I have since graduated from passenger train travel, and prefer to pay a few more bucks to fly. But, I have not gotten over my joy of travel by freight train or Tren De Cargo as they say in Mexico... At 20, I dropped out of school at Boulder and jumped in a fellow raft guides VW bus (how cliche right?) and headed for a place called Terlingua, Texas. This was a place which I had heard much about that previous summer as I trained on the river with a couple of natives from the area. I guided rivers as the youngest employee and was surrounded by well traveled explorers of rivers, mountains, jungles, and deserts. One guy named Phil, had done some travel which none of the other raft guides had experience with, of course it was via freight train. The conversation probably started around a fire or on the Rio Grande as we had much time to Bull shit during working hours on the river. The customers would go two to a canoe and the guides would grab a bunch of weight, usually water for the group, and cruise either ahead or behind the custies. He told me of a book (I can't find it on the internet) he owned which gave the ins and outs of getting away with this wild idea I had never really imagined doing. I read the book in a day and was "catching out" by that weekend. 





Phil came along he was 34 years old, I was just a kid. I remember reading about the fine if you were caught and neglecting to bring the cash but Phil being prepared. I didn't give a shit, I was a college drop-out with a passion for adventure and nothing to lose. We drove to Alpine, Texas, where we could hop on because there was a shift change there. A shift change location is simply a predetermined spot where the Engineers start or finish a shift. These are known locations all across the country with the closest one being in Hamilton, Montana. As the train slowed we waited in the bushes, about five minutes later the train sounds the horn and begins to roll slowly. This is when we run out of the bush and climb the ladder into a space behind a double stacked cargo box (as seen in any major port like Seattle or Portland), Hobos call them Piggy Back Cars, they are the best to ride on because of the comfort of being hidden and the high priority of the train itself. These are the expensive goods, which need travel from A to B as fast as possible and not stopping for other lower priority train cars like the ones I used to collect iron ore from under. 
We arrived in Tucson, Arizona (shift change) some 16 hours later, only to get back on a train going the other direction. We were then thrown off 5 hours later by the US border patrol as they, in spanish, screamed for us to... one could only guess as my spanish was of little understanding at the time. Nothing happened, the Border Patrol handed us over to the local sheriff and he dropped us off at the next county. We hitched back. 

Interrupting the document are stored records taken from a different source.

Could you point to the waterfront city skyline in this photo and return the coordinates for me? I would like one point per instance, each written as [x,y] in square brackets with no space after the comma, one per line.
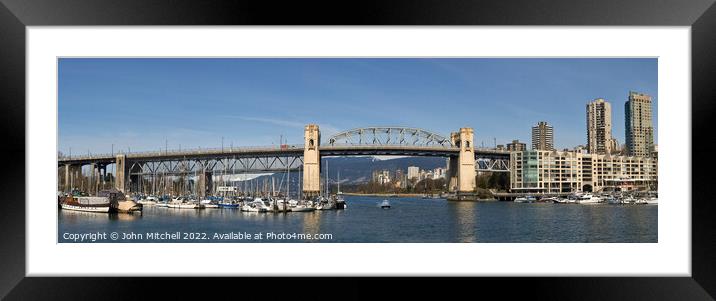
[139,104]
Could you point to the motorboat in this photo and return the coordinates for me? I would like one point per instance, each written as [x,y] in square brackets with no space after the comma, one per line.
[182,203]
[526,199]
[302,208]
[85,203]
[149,201]
[547,200]
[341,203]
[588,198]
[385,204]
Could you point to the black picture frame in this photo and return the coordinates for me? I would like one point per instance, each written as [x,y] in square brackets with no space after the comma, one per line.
[16,15]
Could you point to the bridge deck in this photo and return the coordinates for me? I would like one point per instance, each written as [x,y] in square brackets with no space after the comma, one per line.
[285,150]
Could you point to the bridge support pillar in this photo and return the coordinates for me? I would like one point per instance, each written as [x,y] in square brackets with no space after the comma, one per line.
[451,174]
[93,179]
[72,177]
[311,161]
[466,166]
[203,187]
[121,170]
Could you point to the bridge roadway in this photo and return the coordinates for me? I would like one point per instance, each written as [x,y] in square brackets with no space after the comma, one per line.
[282,151]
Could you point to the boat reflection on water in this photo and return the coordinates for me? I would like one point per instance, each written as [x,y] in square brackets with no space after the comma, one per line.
[312,223]
[123,217]
[71,216]
[464,216]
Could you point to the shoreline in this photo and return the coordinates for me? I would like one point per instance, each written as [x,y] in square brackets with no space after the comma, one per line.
[385,194]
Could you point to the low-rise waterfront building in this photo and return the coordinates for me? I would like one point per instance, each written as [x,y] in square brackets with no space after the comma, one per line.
[561,172]
[516,145]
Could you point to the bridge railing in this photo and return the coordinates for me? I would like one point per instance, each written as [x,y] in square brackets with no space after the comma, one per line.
[345,144]
[179,152]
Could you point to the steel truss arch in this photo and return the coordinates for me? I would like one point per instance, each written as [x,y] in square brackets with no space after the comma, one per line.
[406,136]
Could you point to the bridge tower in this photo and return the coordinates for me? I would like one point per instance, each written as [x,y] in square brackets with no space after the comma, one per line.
[466,166]
[453,163]
[73,177]
[311,161]
[120,177]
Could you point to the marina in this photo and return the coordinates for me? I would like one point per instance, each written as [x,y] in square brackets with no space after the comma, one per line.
[410,219]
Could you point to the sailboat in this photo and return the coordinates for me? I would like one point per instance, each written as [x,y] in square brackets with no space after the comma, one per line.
[340,202]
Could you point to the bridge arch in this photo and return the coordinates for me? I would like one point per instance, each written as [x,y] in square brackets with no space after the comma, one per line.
[389,136]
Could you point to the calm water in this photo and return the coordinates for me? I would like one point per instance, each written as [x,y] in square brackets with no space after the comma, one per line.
[409,220]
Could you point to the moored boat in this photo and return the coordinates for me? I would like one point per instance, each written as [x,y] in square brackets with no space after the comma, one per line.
[525,199]
[84,203]
[385,204]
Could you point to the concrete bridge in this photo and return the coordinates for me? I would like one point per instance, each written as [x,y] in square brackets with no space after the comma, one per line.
[463,158]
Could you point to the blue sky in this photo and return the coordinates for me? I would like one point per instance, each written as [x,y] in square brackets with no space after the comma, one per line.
[138,104]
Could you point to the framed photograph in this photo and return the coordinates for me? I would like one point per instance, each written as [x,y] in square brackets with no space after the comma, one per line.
[185,139]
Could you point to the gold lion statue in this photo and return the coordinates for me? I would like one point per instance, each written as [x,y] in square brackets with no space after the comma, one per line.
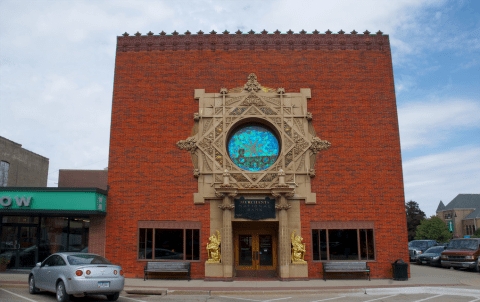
[298,248]
[213,248]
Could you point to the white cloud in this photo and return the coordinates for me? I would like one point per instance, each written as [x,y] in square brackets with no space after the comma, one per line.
[432,123]
[442,176]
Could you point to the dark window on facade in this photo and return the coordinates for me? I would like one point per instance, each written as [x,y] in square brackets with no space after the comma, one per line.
[170,244]
[4,167]
[343,244]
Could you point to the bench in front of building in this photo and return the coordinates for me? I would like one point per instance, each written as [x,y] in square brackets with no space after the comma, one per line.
[345,267]
[166,267]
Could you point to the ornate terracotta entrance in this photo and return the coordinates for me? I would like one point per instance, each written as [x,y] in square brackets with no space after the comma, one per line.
[255,245]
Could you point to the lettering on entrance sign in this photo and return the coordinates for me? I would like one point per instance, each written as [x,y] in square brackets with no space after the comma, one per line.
[6,201]
[254,209]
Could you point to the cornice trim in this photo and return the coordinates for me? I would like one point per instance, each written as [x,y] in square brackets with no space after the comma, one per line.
[252,41]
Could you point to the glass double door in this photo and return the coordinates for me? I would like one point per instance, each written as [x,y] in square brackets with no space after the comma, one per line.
[18,243]
[255,251]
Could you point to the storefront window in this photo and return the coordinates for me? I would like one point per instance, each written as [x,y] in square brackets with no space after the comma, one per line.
[30,239]
[170,244]
[343,244]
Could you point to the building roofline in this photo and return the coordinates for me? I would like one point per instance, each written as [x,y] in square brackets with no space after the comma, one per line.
[253,41]
[20,146]
[52,189]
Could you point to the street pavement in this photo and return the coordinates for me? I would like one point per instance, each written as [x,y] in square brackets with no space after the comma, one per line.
[425,284]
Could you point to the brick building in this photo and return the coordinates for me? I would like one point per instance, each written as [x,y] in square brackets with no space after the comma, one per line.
[75,178]
[255,140]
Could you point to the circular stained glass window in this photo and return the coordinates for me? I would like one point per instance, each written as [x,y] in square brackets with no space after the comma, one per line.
[253,148]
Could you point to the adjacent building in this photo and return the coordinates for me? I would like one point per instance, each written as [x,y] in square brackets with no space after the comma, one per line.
[20,167]
[36,221]
[462,214]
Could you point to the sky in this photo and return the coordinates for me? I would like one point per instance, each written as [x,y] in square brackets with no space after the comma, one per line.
[57,67]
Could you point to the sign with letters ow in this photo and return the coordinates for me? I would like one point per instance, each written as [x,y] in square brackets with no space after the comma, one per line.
[6,201]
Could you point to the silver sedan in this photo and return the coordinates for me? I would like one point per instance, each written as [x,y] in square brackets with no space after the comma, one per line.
[77,274]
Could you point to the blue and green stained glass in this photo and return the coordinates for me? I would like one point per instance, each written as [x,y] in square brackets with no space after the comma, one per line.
[253,148]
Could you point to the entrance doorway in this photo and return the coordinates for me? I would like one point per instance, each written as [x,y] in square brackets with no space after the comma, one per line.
[19,244]
[255,249]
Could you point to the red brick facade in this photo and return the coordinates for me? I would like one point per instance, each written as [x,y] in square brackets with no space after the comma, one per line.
[353,103]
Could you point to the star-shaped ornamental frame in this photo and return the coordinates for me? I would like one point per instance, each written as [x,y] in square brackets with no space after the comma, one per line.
[220,114]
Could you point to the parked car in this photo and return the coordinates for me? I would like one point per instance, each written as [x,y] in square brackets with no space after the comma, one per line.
[431,256]
[462,253]
[70,273]
[417,247]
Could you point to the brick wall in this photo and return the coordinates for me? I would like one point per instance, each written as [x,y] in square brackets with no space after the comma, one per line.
[353,104]
[83,179]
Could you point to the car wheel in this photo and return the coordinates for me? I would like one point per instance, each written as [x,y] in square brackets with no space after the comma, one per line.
[61,293]
[31,286]
[113,297]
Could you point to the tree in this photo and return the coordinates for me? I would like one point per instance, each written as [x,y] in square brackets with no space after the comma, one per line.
[433,228]
[414,218]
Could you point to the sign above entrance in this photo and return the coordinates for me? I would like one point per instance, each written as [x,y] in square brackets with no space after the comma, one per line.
[254,209]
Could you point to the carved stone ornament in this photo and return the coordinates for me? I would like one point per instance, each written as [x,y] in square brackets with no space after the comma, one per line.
[229,207]
[318,145]
[252,84]
[221,173]
[298,249]
[213,248]
[283,207]
[189,144]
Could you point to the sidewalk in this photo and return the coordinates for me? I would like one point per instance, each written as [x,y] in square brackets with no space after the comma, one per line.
[421,276]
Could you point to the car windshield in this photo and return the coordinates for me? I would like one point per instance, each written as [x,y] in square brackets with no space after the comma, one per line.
[463,245]
[81,259]
[419,244]
[435,250]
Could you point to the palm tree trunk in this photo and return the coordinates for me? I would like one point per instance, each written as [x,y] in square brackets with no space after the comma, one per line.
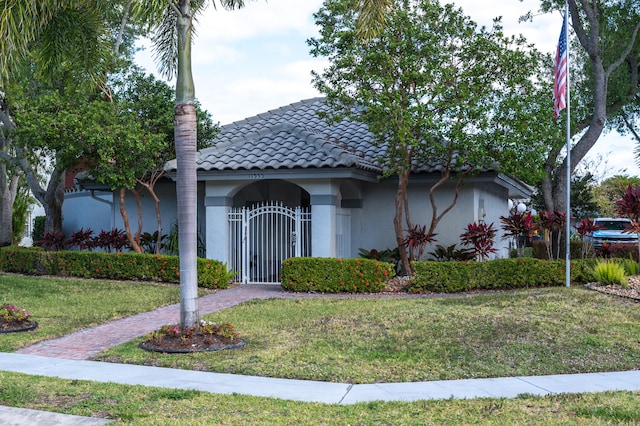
[185,131]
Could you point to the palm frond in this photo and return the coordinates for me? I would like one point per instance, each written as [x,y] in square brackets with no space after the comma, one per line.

With a little practice, I was ready for the rumored rails and tunnels of the Copper Canyon in Chihuahua, Mexico. Copper Canyon is a gorge 4 times the size of the Grand Canyon, just not quite as deep. At the end of the commercial season on the Rio Grande in April I was dropped off at the border and made my way to the rumored catch spot.  I rode from San Rafel to Sufragio or vise versa can't recall. The trip was a success. Sixty Four tunnels and some of the most spectacularly clear nights I have ever seen. I rode only one way as I was too afraid to do hop on the way to the canyon. I rode in an open container car this time and had panoramic views from the last car of the train. I was told by a group of Mexican tramps which hop the trains into the states to pick fruit that I was the only American they had ever seen on the line. I felt like some kind of hero. Who needs a ticket anyway?